For that reason, Hong Kong residents bury their dead either in Shenzen
or Guangzhou.
While
the black train continued on its way and the graveyards were left
behind, I saw that we were in Guangzhou… Guangzhou, that is to say,
by its well-known name, Canton… Once upon a time an important harbor,
the leading hero of the "Opium Wars" … "Stop,"
I told the train, and threw myself out. As soon as I got out an
army of bicycles, an army of motorcycles, passed in front and behind
me… While they were hovering around me, I was paralyzed in the bus
and truck traffic…
While
trying to run away from the traffic chaos, I found myself in another
chaos, in an architectural chaos. While trying to run away from
the spewing black smoke of the factories, I got stuck in the net
of skyscrapers. Trying to get away from the skyscrapers, I bumped
into one-story, curly edge-roofed, bulrush court yarded houses…
Houses,
factories, skyscrapers are full of people. People are full of hope.
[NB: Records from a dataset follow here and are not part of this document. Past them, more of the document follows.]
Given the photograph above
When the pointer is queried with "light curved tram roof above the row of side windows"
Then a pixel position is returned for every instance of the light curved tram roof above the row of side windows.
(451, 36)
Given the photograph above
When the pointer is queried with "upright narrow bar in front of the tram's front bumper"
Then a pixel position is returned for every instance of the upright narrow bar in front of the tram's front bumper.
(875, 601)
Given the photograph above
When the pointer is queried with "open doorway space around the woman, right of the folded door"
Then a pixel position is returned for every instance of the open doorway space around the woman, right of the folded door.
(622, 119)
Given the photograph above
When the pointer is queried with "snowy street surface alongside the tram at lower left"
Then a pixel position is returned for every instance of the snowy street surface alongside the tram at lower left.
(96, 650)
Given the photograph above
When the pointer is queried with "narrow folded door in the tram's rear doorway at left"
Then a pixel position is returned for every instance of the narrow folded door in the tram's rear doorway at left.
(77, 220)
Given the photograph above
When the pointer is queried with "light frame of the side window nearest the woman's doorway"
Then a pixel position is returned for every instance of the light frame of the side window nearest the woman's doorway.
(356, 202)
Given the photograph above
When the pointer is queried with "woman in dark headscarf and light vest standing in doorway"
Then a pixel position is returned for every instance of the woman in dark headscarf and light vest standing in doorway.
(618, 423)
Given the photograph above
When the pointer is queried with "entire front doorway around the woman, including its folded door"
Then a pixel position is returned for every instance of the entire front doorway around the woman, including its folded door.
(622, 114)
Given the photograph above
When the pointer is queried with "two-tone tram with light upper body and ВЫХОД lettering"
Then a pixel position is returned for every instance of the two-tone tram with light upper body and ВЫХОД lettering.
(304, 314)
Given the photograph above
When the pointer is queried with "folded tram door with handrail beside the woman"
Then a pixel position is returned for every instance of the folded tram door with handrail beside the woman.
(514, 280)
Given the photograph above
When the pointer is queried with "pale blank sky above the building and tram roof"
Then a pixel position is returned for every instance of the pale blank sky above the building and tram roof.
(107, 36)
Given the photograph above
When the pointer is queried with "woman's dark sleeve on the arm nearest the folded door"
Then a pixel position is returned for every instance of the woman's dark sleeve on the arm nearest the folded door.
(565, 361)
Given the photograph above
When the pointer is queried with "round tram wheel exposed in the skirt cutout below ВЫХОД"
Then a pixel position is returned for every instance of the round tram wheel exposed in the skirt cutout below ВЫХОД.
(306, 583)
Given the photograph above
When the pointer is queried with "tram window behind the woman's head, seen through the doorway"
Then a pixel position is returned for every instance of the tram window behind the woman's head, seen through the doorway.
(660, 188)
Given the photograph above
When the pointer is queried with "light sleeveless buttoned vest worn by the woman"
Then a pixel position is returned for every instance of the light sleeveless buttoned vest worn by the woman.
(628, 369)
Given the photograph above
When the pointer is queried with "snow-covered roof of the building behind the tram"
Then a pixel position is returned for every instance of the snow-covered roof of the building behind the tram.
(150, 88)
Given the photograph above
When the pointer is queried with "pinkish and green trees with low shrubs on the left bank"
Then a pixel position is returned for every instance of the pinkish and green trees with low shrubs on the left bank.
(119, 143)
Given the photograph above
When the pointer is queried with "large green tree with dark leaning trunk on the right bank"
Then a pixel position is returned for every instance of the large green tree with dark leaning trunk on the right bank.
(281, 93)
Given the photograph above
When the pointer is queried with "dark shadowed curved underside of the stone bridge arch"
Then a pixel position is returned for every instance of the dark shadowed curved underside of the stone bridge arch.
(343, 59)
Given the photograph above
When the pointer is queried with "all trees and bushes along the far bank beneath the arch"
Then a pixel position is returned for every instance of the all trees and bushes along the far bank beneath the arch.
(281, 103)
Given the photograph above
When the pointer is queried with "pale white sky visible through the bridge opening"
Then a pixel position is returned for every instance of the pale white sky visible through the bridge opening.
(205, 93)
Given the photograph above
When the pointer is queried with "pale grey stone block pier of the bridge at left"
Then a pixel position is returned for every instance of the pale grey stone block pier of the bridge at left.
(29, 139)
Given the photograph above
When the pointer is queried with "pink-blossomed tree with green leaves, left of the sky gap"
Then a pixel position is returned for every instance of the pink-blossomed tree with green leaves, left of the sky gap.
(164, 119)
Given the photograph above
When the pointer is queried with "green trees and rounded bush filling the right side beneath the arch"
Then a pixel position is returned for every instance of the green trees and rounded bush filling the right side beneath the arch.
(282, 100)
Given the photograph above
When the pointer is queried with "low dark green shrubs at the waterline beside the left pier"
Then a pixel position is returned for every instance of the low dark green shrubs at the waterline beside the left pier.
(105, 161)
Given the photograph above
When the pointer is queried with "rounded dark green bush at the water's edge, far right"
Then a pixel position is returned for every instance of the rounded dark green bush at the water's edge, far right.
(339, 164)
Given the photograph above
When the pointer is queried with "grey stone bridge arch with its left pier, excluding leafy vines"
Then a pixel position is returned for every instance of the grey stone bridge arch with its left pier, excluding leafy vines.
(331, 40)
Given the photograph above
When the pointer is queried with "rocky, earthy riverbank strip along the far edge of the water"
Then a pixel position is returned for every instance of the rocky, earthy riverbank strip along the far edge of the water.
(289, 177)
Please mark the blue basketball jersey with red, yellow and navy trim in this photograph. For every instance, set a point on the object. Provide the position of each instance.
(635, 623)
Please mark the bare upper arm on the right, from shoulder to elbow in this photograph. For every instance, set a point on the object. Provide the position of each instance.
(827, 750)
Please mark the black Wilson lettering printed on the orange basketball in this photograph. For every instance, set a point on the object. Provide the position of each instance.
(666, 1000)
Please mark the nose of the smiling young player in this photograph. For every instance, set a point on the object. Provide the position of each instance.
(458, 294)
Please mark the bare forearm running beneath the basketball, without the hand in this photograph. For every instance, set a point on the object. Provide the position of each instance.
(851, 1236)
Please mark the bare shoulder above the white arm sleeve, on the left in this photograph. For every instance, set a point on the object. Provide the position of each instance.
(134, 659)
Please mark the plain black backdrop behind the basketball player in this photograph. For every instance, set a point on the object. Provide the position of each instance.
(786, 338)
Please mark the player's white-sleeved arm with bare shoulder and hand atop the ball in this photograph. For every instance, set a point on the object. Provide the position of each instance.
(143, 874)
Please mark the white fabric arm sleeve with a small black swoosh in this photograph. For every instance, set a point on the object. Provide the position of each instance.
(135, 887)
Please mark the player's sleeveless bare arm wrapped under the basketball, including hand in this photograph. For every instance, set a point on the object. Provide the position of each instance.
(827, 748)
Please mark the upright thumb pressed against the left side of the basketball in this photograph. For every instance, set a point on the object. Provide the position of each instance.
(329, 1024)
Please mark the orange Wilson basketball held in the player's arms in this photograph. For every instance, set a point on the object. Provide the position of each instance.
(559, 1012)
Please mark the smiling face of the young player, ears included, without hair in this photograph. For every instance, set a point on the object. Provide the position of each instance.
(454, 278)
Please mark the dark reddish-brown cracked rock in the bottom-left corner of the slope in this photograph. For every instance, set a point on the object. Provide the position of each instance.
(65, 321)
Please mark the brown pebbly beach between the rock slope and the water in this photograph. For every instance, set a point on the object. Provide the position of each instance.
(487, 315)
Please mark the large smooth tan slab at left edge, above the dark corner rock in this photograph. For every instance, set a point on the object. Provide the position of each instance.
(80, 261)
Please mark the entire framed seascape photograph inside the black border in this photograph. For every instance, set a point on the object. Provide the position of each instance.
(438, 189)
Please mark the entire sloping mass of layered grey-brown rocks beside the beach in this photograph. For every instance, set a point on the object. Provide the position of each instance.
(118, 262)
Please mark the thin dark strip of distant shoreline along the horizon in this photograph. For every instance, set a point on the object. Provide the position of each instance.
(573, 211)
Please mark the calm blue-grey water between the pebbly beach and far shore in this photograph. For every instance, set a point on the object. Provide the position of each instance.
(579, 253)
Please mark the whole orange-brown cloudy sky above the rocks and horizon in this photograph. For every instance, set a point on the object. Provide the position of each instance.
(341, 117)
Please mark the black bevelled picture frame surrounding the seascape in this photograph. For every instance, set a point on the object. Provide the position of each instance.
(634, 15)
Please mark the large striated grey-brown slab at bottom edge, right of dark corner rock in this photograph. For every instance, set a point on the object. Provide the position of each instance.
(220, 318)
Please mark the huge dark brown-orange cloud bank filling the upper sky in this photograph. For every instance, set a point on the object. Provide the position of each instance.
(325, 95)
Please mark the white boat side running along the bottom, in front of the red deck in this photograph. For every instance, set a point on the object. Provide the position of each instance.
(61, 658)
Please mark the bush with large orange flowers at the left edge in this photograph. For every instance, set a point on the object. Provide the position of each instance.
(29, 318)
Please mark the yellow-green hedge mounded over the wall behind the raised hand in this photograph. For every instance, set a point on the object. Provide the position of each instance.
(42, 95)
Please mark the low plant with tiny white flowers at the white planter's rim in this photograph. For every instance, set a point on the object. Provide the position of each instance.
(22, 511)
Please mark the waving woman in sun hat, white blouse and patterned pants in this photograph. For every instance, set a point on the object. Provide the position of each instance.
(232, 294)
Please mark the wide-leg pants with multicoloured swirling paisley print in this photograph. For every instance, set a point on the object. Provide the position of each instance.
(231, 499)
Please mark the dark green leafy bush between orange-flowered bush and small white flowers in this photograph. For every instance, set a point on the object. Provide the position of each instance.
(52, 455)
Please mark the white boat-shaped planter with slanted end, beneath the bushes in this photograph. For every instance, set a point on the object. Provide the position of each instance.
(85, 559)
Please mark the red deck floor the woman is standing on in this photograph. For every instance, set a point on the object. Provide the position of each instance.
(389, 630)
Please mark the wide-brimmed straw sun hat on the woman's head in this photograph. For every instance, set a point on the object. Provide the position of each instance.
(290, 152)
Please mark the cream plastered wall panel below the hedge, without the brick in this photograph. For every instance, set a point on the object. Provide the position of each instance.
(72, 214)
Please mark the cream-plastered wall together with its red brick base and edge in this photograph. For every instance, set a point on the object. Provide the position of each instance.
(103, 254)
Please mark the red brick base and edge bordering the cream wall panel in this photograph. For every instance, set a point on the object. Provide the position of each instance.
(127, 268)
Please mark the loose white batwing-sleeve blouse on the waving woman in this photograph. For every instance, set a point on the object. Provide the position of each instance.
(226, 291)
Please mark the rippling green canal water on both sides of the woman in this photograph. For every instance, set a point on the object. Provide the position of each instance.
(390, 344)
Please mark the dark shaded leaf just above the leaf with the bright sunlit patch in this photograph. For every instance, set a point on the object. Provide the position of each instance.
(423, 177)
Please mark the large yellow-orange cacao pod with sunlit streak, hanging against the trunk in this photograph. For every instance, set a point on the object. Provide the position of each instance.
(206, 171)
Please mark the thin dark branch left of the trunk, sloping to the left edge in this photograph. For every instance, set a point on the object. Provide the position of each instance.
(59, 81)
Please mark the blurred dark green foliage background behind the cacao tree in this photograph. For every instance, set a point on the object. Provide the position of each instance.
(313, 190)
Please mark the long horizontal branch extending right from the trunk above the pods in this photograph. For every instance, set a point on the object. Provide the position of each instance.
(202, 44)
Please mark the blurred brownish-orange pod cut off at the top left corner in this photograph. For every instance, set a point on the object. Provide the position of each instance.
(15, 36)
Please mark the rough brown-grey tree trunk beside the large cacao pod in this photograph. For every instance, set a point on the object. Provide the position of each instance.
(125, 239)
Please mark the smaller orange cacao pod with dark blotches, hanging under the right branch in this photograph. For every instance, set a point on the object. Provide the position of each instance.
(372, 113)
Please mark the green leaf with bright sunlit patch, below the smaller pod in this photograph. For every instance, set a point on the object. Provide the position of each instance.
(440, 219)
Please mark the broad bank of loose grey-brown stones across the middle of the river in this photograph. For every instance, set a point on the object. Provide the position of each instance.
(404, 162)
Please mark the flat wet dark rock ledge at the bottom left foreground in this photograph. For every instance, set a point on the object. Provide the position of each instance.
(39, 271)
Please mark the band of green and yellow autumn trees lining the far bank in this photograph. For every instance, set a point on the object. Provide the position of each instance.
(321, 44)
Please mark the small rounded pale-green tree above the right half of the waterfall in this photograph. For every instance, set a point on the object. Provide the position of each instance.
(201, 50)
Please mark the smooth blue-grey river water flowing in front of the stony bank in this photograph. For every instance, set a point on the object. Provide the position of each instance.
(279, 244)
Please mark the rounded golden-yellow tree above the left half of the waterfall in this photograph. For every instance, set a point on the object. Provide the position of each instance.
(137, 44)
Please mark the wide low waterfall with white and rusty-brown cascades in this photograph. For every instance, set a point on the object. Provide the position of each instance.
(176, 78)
The surroundings are full of anxiety. Who says that the population
of the city is six million! If you ask me, it is 606 million! Here
you go, that is another chaos!
I said
to myself, three scenes of chaos are too much for me; let me go
to a docile stream… I arrived at a river, named "Pearl River,"
that divides the city into two in the middle with a slight twist
and connects it with the South China Sea… As soon as I arrived,
I saw that there was no docility; the river bubbled up noisily.
It bubbled with small and big ships, with sampans, traditional red
sail boats, white sail boats, bubbled with engine boats, giant barges
and all kinds of boats. But most of all, it bubbled up with fish.
From
each boat a different sound, a different noise was heard.
I said
to myself, let me plug my ears, but I saw that my ears were going
away. They were going, caught in the flow of the Pearl River. Giddap!
My eyes, nose, mouth were following after my ears, too… There was
nothing to do but follow them.
I made
a soup of the sea, and ladled it out of the boat. I ate all the
fish I caught. Soups like rivers, pilafs like hills… I ate them,
too. Lobsters as big as my arms, octopuses as big as my hands… I
ate them too…
For good reason "Canton Cuisine" is world famous… I ate
and ate continuously.
After eating that much there was no way to feel sleepy. I woke up,
of course.
The natural environment has not changed all the way from Hong Kong
to Canton, infinite tea fields, olive trees have not changed, building
styles have not changed, people have not changed. What changed were
the writings. From then on you could not come across any English
or Latin letters at all. Known indicators had vanished.